All statistical analyses were performed with Prism software (GraphPad Software, Inc.). Differences between DC subsets were analyzed by paired Student’s t-test, a p-value of <0.05 was considered significant (*p < 0.05; **p < 0.01; ***p < 0.001).
Generation of a Monoclonal Antibody Directed to XCR1
Immunization of homozygous B6.XCR1-lacZ reporter mice with C57BL/6 WT splenocytes enriched for CD11c+ DCs yielded a mAb recognizing murine XCR1. This antibody, designated MARX10, specifically stained 20% (±4% SD, n = 22) of splenic cDCs in C57BL/6 WT mice, but did not give a signal in homozygous B6.XCR1-lacZ animals, which lack the XCR1 receptor (Figure 1A). Similar stainings of cDCs were also obtained in BALB/c and 129/Sv animals (not shown). pDCs did not express XCR1 (Figure 1B). Negative for XCR1 were also T cells, B cells, macrophage subsets, eosinophilic, and neutrophilic granulocytes, NK cells, NKT cells, and γ/δ T cells (data not shown), as already reported at the mRNA level (Dorner et al., 2009).

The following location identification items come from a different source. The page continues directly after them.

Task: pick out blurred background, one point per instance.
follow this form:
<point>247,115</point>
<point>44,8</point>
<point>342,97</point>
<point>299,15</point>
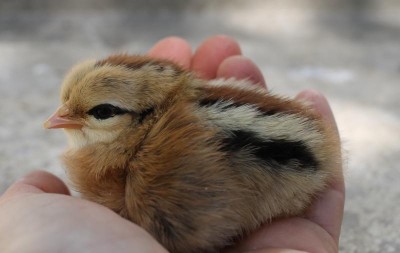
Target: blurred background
<point>349,50</point>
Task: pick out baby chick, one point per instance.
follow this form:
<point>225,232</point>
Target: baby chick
<point>196,163</point>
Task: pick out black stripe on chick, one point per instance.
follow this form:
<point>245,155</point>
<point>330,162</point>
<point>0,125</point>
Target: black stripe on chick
<point>274,152</point>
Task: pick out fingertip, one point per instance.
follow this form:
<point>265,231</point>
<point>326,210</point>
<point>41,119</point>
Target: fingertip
<point>43,181</point>
<point>210,54</point>
<point>174,49</point>
<point>241,67</point>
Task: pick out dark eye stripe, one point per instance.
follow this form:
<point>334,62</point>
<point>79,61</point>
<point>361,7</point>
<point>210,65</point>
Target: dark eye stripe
<point>105,111</point>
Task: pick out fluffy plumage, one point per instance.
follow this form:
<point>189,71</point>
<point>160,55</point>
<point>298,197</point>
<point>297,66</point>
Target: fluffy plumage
<point>196,163</point>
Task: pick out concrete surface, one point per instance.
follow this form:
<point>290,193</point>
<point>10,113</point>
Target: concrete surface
<point>349,50</point>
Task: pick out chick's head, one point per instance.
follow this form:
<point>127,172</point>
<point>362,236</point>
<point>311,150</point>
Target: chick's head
<point>102,98</point>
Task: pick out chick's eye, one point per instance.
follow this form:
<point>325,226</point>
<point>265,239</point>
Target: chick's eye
<point>105,111</point>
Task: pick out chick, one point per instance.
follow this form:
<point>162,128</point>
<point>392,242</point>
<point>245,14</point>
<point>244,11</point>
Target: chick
<point>196,163</point>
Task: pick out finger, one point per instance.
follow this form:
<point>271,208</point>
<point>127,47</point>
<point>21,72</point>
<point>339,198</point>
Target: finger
<point>173,48</point>
<point>211,53</point>
<point>240,67</point>
<point>37,182</point>
<point>327,211</point>
<point>291,233</point>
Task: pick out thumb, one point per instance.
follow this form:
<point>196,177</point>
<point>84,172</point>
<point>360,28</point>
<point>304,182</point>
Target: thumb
<point>37,182</point>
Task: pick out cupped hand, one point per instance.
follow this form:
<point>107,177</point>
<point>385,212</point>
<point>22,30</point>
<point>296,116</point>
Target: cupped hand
<point>319,230</point>
<point>37,214</point>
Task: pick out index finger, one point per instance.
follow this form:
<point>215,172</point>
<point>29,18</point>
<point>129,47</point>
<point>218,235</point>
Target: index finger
<point>327,210</point>
<point>36,182</point>
<point>175,49</point>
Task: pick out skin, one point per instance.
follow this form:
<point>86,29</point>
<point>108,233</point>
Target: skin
<point>38,206</point>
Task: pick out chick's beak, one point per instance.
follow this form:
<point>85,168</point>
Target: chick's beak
<point>60,119</point>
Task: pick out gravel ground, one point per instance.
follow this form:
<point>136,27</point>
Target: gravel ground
<point>349,50</point>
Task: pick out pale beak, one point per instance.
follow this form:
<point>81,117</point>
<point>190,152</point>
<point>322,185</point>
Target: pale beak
<point>60,119</point>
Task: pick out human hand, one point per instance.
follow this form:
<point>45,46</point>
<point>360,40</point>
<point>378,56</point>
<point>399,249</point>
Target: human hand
<point>319,229</point>
<point>37,214</point>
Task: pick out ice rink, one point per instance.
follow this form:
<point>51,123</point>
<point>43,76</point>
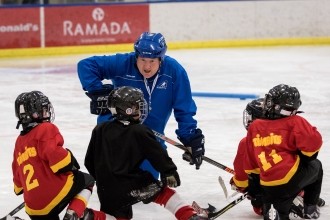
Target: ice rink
<point>230,70</point>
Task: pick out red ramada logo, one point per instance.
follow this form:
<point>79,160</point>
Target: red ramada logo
<point>19,28</point>
<point>96,28</point>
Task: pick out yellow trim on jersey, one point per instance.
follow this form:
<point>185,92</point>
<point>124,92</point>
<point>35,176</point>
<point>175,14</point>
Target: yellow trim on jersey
<point>17,189</point>
<point>81,198</point>
<point>242,184</point>
<point>67,160</point>
<point>65,190</point>
<point>255,171</point>
<point>284,180</point>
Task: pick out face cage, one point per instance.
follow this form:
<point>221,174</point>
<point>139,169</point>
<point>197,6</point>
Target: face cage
<point>247,119</point>
<point>51,112</point>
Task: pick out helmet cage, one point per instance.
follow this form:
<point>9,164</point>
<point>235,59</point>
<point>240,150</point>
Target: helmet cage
<point>127,104</point>
<point>33,107</point>
<point>253,111</point>
<point>282,100</point>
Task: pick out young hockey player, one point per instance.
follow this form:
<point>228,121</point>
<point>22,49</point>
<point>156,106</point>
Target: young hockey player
<point>283,150</point>
<point>46,173</point>
<point>114,156</point>
<point>163,81</point>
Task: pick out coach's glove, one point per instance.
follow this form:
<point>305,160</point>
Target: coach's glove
<point>171,179</point>
<point>195,146</point>
<point>99,100</point>
<point>237,188</point>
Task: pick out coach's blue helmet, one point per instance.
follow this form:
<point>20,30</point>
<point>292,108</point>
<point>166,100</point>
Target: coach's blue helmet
<point>150,45</point>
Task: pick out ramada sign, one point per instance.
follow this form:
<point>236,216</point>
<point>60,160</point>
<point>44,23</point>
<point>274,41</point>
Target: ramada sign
<point>72,25</point>
<point>97,25</point>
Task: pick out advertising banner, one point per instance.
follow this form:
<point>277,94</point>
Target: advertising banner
<point>19,28</point>
<point>98,24</point>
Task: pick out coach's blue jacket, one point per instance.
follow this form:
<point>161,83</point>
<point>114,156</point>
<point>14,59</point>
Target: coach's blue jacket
<point>171,92</point>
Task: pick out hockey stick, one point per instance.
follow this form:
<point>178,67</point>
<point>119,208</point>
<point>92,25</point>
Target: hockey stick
<point>182,147</point>
<point>14,211</point>
<point>223,186</point>
<point>214,215</point>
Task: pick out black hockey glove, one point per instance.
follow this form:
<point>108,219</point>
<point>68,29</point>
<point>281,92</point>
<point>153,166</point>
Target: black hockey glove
<point>99,100</point>
<point>195,146</point>
<point>170,179</point>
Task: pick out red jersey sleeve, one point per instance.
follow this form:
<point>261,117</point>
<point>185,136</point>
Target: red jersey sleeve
<point>240,178</point>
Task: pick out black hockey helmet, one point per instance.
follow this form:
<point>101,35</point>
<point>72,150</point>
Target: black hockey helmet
<point>282,101</point>
<point>253,111</point>
<point>128,104</point>
<point>33,107</point>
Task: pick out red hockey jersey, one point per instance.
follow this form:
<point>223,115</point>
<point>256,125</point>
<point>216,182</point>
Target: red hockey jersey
<point>273,146</point>
<point>240,178</point>
<point>38,155</point>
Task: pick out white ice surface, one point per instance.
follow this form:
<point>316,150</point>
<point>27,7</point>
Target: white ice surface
<point>232,70</point>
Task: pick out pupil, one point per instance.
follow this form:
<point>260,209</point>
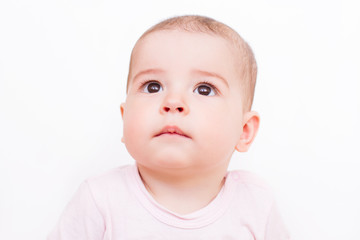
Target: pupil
<point>204,90</point>
<point>153,87</point>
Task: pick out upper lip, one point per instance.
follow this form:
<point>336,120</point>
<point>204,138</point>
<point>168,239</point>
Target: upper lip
<point>172,130</point>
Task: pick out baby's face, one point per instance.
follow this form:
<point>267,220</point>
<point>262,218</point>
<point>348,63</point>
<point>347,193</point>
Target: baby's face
<point>184,105</point>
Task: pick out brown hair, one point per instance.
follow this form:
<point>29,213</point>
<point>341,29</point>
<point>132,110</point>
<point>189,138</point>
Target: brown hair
<point>195,23</point>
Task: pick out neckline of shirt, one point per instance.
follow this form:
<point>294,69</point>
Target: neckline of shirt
<point>200,218</point>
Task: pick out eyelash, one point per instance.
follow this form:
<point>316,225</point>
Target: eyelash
<point>145,82</point>
<point>212,86</point>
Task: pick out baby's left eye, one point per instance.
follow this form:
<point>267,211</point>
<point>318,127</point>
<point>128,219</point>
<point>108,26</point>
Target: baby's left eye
<point>205,89</point>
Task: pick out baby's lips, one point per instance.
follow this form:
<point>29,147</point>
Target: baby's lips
<point>172,130</point>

Figure 1. MAb MARX10 specifically recognizes XCR1 on subsets of cDCs. Splenocytes from C57BL/6 (red lines) or homozygous B6.XCR1-lacZ mice lacking the XCR1 receptor (gray lines) were stained with mAb MARX10 and gated on (A) cDCs, (B) pDCs, or (C) the cDC subsets CD8+, CD4+, and DN DCs. Shown are results representative of at least three experiments.

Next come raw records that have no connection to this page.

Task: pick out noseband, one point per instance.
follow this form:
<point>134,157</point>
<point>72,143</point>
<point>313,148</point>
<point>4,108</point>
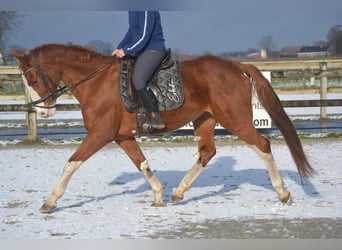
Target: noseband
<point>46,79</point>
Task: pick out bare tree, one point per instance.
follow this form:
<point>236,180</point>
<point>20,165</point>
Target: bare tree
<point>268,43</point>
<point>8,21</point>
<point>335,39</point>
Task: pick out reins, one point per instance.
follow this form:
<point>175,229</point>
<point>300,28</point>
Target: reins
<point>62,90</point>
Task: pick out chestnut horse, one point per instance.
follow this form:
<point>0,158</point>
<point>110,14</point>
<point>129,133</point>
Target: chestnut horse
<point>216,91</point>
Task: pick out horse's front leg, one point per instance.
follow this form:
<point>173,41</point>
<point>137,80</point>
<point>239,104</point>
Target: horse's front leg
<point>204,130</point>
<point>132,149</point>
<point>90,145</point>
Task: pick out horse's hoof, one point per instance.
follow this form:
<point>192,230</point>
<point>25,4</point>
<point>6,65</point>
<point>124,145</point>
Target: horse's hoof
<point>287,200</point>
<point>176,198</point>
<point>158,204</point>
<point>47,208</point>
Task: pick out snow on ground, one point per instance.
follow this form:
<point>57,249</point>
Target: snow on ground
<point>109,198</point>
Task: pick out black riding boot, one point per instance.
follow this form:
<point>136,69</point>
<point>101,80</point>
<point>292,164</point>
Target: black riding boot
<point>151,105</point>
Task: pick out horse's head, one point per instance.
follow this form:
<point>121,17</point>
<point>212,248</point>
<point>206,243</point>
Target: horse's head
<point>41,79</point>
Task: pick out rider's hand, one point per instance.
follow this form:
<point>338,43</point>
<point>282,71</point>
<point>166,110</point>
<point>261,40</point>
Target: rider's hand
<point>118,52</point>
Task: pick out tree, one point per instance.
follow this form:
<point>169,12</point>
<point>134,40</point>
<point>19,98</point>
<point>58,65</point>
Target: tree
<point>8,21</point>
<point>268,43</point>
<point>335,39</point>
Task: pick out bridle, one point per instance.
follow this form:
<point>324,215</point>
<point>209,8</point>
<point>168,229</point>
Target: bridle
<point>61,89</point>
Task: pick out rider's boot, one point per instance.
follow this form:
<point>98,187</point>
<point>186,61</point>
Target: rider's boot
<point>151,105</point>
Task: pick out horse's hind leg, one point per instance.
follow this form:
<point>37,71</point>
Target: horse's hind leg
<point>132,149</point>
<point>204,130</point>
<point>273,172</point>
<point>262,147</point>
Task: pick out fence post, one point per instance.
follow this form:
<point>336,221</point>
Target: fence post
<point>323,89</point>
<point>31,120</point>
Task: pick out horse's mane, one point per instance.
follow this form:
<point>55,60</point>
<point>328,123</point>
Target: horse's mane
<point>61,53</point>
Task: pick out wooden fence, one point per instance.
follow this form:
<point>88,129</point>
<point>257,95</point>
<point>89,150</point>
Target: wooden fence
<point>322,68</point>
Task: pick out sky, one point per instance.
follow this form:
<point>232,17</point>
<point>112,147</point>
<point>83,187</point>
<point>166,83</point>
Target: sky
<point>224,26</point>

The XCR1 Receptor is Selectively Expressed on CD8+ cDCs and a Subset of DN cDCs
When subsets of cDCs were further analyzed based on their expression of CD4 and CD8, 83% (±6% SD, n = 22) of CD8+ DCs stained positive for XCR1, while the remaining CD8+ DCs were negative, as were the CD4+ DCs (Figure 1C). Analysis of DN cDCs consistently revealed a small but significant proportion (4 ± 1.8% SD, n = 19) of XCR1+ cells (Figure 1C). The flow cytometry data thus fully reflected the results on the expression of XCR1 obtained earlier using B6.XCR1-lacZ reporter mice (Dorner et al., 2009).
Splenic XCR1+ DCs are Localized in the T Cell Zone, the Marginal Zone, and the Red Pulp
In order to determine the anatomical localization of XCR1+ DCs, serial cryosections of spleens removed at steady state were stained with mAb MARX10. Signals for XCR1 were obtained in T cell zones, marginal zones, and the red pulp (Figures 2A–C), and were thus concordant with our earlier data obtained with B6.XCR1-lacZ reporter mice (Dorner et al., 2009). XCR1+ DCs broadly localized to the same areas as the remaining CD11c+ cells (Figure 2C). However, the highest density of XCR1-signals was observed in the central parts of T cell zones, while signals for CD11c+XCR1− cells were clustered at the border (Figure 2C). Of functional importance, the location of XCR1+ DCs in C57BL/6 WT animals was identical to their location in Xcl−/− mice (Dorner et al., 2009 and data not shown). Moreover, the anatomical distribution of the reporter signals in heterozygous B6.XCR1-lacZ mice, which express XCR1, was identical to the signals obtained with homozygous B6.XCR1-lacZ mice, which lack the XCR1 receptor (data not shown). These results demonstrated that the positioning of splenic XCR1+ DCs in the T cell zone, marginal zone, and the red pulp at steady state is independent of XCR1 or its chemokine ligand XCL1.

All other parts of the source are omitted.